I also agree there are a lot more that could be listed. I think "leave a fun and/or high-status job for an unpleasant and/or low-status one" hints at the idea of decisions that need to be made with competing values. I think this is maybe the biggest way more dedicated EAs have really different impacts vs less dedicated ones, e.g. it may not be the biggest part of someones impact if someone works 5% more or takes 5% less salary but it correlates (due to selection effect) with when hard choices come up with impact on one side and personal benefit on the other. The person is more likely to pick impact and this can lead to huge differences in impact. E.g. The charity research I find most fun to do might have ~0 impact whereas research I think is the highest impact might be considerably less fun, but significantly more valuable.
Thanks for writing this Caroline, really interesting post!
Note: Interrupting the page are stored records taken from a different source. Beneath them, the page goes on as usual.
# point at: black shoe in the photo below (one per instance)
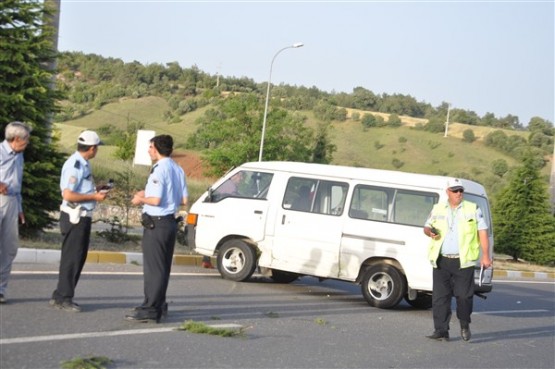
(70, 306)
(164, 313)
(144, 317)
(439, 336)
(465, 333)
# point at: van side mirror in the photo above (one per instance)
(209, 198)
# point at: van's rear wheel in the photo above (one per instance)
(236, 260)
(383, 286)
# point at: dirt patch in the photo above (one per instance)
(191, 163)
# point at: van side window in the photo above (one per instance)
(391, 205)
(315, 196)
(370, 203)
(244, 184)
(413, 207)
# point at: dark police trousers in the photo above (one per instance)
(75, 246)
(450, 280)
(158, 246)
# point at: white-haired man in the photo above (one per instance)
(17, 135)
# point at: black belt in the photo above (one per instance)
(162, 217)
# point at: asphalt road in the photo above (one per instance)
(306, 324)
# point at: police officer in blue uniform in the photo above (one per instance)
(164, 194)
(80, 196)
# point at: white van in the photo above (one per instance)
(352, 224)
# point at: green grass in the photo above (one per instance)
(202, 328)
(90, 362)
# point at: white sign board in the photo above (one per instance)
(141, 147)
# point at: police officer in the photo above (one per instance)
(80, 196)
(165, 192)
(459, 235)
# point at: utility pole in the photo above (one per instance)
(552, 181)
(53, 21)
(447, 121)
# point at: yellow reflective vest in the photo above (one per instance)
(469, 244)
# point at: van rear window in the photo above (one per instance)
(315, 196)
(244, 184)
(391, 205)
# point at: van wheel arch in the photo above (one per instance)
(383, 284)
(237, 259)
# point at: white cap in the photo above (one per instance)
(454, 184)
(89, 138)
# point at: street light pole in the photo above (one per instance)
(294, 46)
(447, 121)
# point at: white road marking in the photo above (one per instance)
(509, 311)
(72, 336)
(7, 341)
(30, 272)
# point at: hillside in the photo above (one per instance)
(403, 148)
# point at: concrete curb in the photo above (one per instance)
(25, 255)
(97, 257)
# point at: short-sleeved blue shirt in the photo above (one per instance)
(11, 171)
(167, 182)
(77, 177)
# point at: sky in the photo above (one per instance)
(483, 56)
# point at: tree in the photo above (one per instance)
(230, 134)
(523, 224)
(26, 95)
(499, 167)
(468, 136)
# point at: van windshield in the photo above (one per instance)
(243, 184)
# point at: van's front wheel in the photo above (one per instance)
(383, 286)
(236, 260)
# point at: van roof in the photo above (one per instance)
(375, 175)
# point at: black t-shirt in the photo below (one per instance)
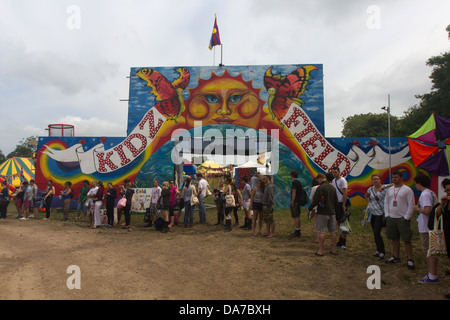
(297, 186)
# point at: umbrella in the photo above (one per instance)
(15, 170)
(430, 145)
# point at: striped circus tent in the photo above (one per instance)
(15, 170)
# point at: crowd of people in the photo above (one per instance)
(390, 206)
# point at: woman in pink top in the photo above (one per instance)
(173, 203)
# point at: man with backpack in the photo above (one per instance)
(298, 199)
(340, 184)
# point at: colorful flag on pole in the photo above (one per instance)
(215, 37)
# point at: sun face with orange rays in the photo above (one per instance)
(224, 100)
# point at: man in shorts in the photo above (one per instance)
(156, 194)
(399, 208)
(267, 202)
(296, 192)
(246, 195)
(27, 200)
(340, 184)
(33, 202)
(325, 199)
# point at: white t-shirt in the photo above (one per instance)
(92, 191)
(399, 202)
(311, 196)
(156, 193)
(426, 199)
(340, 183)
(203, 185)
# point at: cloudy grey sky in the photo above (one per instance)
(67, 61)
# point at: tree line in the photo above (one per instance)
(436, 101)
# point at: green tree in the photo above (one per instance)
(26, 148)
(437, 101)
(368, 125)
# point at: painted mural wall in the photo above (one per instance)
(173, 111)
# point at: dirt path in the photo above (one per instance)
(196, 263)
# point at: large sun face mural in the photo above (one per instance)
(284, 103)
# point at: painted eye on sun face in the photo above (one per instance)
(212, 98)
(235, 98)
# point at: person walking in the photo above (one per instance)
(98, 204)
(81, 205)
(256, 206)
(156, 194)
(4, 200)
(129, 192)
(237, 202)
(227, 192)
(187, 193)
(423, 208)
(442, 208)
(27, 200)
(326, 201)
(340, 184)
(296, 192)
(173, 203)
(91, 203)
(268, 201)
(165, 204)
(313, 213)
(246, 195)
(375, 197)
(33, 202)
(203, 186)
(48, 198)
(18, 196)
(219, 201)
(110, 199)
(66, 197)
(399, 208)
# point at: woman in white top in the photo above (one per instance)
(187, 193)
(315, 185)
(375, 196)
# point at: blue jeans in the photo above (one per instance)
(82, 207)
(201, 209)
(188, 213)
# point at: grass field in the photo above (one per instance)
(276, 268)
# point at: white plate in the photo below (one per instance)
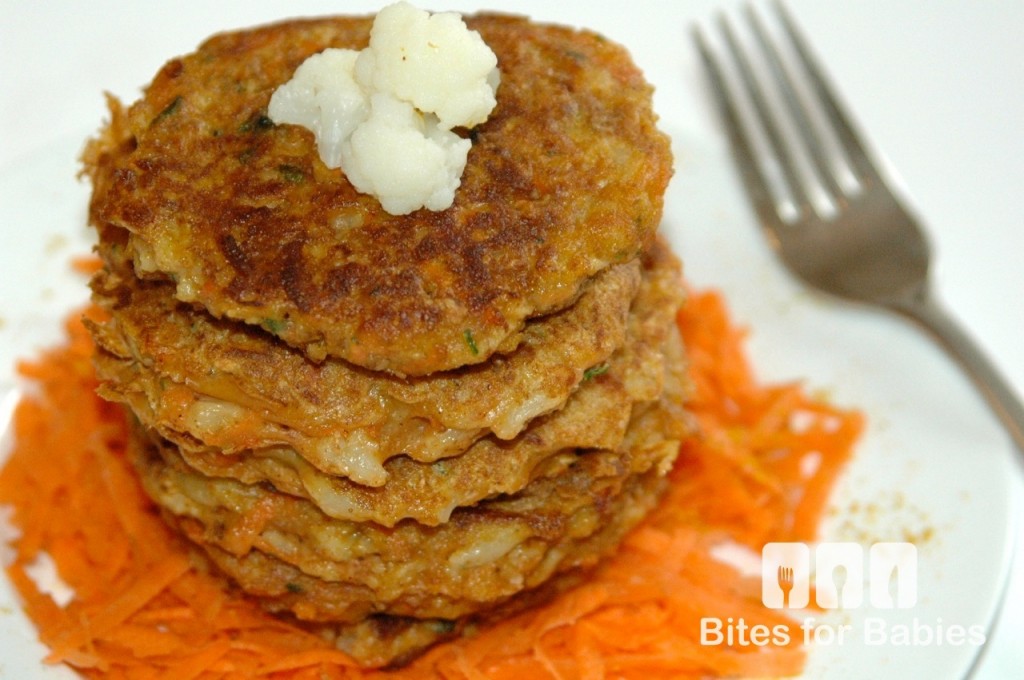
(933, 467)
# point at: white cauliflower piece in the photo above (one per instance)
(384, 115)
(403, 158)
(434, 61)
(324, 97)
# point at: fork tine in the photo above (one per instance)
(814, 142)
(783, 153)
(740, 143)
(855, 150)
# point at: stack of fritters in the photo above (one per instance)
(392, 425)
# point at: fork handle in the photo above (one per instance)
(923, 308)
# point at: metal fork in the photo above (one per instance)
(866, 247)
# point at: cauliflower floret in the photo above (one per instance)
(403, 158)
(384, 115)
(324, 97)
(432, 61)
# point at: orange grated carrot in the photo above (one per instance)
(142, 610)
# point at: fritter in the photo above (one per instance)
(595, 417)
(289, 554)
(203, 381)
(564, 179)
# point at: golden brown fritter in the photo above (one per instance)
(595, 417)
(284, 549)
(564, 179)
(221, 384)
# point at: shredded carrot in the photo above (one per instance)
(761, 469)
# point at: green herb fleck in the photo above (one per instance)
(292, 173)
(468, 335)
(168, 110)
(442, 626)
(256, 123)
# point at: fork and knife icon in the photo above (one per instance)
(785, 584)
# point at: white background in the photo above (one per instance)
(939, 84)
I think it's probably true that having talented people doing important things work really hard is higher impact than having people donate a little bit more money.
However, I am concerned about the idea that one should prioritize their impact over relationships with family, friends, romantic partners, or children, for two reasons:
I am unsure whether this means EAs shouldn't work 7-day weeks and de-prioritze relationships, but I don't think it's clear they should. Of course, this might work for some people but not others!
* I may be in a particularly priveledged position here, as I currently live with my parents and do not pay rent or have kids, but I suspect a high proportion of EAs would make a roughly similar conclusion.